Quepid has provided an implementation of nDCG for quite some time now and has added an implementation of ERR in version 8.0. As both of these metrics use multi-valued judgment scales, it is easy to consider them as competitors. In fact, they model two different, but related, information-seeking goals.
The Players
To talk about what the metrics are modeling, we need to introduce two of my favorite search personas. They personify two very common search goals. Joelle Robinson of Moody’s introduced these two in her Haystack US 2024 talk, Revisiting the Basics: How Round Robin Improved Search Relevancy.
First up, is Hulk Smash! Hulk knows what he wants. And he wants it right now! Smashing through the glass, grabbing the goods, and Hulk is out the door. This is the epitome of known-item search. The Highlander principle, “there can be only one”, applies. When our searchers are Hulks, we can model how satisfied they are with rank-based metrics that focus on top results, such as Expected Reciprocal Rank (ERR).

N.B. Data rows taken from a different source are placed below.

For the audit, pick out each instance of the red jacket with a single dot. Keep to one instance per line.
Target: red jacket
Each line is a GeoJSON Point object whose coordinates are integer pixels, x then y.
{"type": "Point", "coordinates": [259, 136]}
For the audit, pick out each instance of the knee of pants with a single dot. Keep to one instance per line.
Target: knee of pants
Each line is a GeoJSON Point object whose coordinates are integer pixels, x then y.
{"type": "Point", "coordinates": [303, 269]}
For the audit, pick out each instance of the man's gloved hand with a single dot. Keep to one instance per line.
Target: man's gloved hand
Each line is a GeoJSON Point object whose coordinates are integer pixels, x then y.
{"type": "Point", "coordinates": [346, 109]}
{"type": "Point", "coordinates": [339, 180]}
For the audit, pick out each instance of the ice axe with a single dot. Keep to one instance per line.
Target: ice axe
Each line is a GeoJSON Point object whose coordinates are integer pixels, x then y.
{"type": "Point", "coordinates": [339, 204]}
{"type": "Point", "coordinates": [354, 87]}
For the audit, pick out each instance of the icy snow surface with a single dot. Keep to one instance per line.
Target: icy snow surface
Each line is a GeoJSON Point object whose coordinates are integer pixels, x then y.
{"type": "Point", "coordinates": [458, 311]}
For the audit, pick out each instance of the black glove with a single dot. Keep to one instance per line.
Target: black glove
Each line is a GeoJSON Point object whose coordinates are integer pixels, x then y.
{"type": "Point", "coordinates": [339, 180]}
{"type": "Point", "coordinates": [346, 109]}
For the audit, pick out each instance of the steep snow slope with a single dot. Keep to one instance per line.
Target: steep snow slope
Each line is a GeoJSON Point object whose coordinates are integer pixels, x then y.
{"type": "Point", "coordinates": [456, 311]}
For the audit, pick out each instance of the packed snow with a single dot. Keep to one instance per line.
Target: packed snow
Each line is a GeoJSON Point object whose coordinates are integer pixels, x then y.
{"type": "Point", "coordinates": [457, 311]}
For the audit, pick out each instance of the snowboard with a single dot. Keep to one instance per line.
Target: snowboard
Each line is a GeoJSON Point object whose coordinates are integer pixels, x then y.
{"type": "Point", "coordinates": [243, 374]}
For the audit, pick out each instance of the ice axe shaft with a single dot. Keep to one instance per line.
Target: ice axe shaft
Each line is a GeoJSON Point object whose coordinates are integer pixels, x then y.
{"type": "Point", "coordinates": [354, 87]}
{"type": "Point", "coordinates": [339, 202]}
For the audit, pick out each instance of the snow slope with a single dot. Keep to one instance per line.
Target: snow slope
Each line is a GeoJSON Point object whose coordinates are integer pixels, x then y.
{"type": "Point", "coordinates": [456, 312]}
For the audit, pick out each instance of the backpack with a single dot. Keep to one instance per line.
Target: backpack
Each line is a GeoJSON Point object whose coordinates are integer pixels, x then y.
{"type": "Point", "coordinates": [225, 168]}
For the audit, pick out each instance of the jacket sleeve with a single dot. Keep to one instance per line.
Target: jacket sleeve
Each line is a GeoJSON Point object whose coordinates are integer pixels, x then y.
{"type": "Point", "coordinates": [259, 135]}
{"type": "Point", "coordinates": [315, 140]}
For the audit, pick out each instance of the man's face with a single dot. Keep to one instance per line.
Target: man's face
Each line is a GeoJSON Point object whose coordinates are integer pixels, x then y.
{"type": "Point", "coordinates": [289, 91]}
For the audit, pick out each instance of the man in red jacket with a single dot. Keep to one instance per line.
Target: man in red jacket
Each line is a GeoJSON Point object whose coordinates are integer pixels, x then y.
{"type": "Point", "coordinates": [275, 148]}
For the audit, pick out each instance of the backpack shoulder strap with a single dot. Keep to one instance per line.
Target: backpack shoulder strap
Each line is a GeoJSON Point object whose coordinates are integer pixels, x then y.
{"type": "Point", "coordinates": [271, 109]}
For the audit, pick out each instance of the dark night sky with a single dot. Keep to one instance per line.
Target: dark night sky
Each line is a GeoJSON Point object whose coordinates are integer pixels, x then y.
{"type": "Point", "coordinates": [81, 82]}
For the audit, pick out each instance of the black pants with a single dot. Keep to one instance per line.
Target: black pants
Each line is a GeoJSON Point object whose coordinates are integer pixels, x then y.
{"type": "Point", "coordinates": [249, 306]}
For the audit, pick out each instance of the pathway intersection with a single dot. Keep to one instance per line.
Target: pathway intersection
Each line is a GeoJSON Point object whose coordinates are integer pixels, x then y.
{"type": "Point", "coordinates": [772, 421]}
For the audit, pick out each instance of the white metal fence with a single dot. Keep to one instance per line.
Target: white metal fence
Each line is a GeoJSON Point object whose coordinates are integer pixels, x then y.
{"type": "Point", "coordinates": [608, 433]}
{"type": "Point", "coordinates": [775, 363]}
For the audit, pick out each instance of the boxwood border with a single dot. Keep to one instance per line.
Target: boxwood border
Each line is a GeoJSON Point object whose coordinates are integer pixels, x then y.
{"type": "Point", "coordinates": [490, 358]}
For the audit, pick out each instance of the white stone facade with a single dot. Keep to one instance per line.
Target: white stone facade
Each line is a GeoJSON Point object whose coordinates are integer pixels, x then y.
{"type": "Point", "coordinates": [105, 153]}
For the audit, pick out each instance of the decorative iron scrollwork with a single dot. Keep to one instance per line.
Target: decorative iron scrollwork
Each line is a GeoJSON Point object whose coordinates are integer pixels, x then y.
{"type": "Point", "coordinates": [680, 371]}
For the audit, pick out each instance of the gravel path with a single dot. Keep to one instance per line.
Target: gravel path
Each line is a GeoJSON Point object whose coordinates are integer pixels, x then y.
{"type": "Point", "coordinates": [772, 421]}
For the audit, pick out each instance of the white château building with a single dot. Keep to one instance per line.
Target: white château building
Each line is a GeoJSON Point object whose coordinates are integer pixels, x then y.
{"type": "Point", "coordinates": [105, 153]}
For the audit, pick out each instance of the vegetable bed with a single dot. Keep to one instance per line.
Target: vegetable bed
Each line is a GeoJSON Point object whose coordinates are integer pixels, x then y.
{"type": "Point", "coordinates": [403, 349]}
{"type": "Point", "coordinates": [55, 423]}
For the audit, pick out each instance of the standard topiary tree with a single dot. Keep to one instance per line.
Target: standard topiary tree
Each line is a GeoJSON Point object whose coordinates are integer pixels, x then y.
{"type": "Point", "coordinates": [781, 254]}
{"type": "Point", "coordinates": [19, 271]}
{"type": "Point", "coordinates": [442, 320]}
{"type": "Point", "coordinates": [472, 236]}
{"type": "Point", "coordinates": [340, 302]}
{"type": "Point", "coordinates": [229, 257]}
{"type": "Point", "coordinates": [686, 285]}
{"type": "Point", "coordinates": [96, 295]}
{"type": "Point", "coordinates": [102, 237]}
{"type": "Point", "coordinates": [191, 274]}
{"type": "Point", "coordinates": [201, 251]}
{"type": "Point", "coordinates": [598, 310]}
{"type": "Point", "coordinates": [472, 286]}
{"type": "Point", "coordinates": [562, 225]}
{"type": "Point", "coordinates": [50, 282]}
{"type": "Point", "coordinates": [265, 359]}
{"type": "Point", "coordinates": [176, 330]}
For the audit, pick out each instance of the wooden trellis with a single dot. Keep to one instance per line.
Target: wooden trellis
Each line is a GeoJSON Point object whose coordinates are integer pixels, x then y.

Next up is Dora the Explorer. Dora has goals. To realize her goals, Dora needs to know things. Not just one thing, all the things. Dora gathers information to help her achieve her goals. When Dora comes to search, we can model how satisfied she is using a gain-based metric, such as Normalized Discounted Cumulative Gain (nDCG).
The Metrics
Given our two personas, we can now move on to the details of the math underneath the two metrics. Feel free to skim over the formulae and funny symbols. The important thing to look for is what are we trying to measure with each of them.
nDCG
The underlying notion with gain-based metrics is that there is a pool of useful information: each document we might return has some amount of that useful information. We can add up how much useful information we obtained from each of the documents that we examine. As with most things, mo better makes it mo better. We want to get all of the possible information, no matter how many documents it takes.
Cumulative gain is the simplest of the gain based metrics. It is the sum of the relevance values of each of the documents in the result list. This is a set based metric, and is sometimes called graded precision.
DCG adds a discount to cumulative gain. At each rank we discount the gain contributed by dividing it by the log of the rank plus 1. We add the one because log(1) is 0. Just like CG, DCG allows us to see how well a query is doing directly by its magnitude. And, like CG, the value of the metric is not comparable across queries, as the amount of available gain is a function of the set of judgments for the query. If query A has a DCG of 47.5 and query B has a DCG of 22.6, we have no way to say that one of the two is performing better than the other.
This condition is due to a number of different possible reasons. First, A might have many more relevant documents than B, so its gain is higher. Second, A might have more highly rated relevant documents, e.g. judgments of 3, where B has lower rated documents, e.g. judgments of 1. And finally, based on the formula for the discounting, how the judgment values are distributed within the ranked list matters. The overall effect is that trying to compare DCG values between queries is comparing apples to oranges, they are not on the same scale.
In order to have an aggregate measure, we can normalize our DCG values by dividing them by the ideal DCG value that results from the perfect ordering of the judged documents. We sort our judged documents on their judgment values, all the 3s, then all the 2s, then all the 1s. We can ignore the irrelevant documents (the 0 scores). Computing DCG on that sorted list produces the very best score that can be obtained by any retrieval system for those judgments.
A common implementation error in this metric is to sort the result list by relevance, rather than set of relevant documents. Another implementation error, which was present in Quepid, is to truncate the list of relevant documents to K, when computing the value at K.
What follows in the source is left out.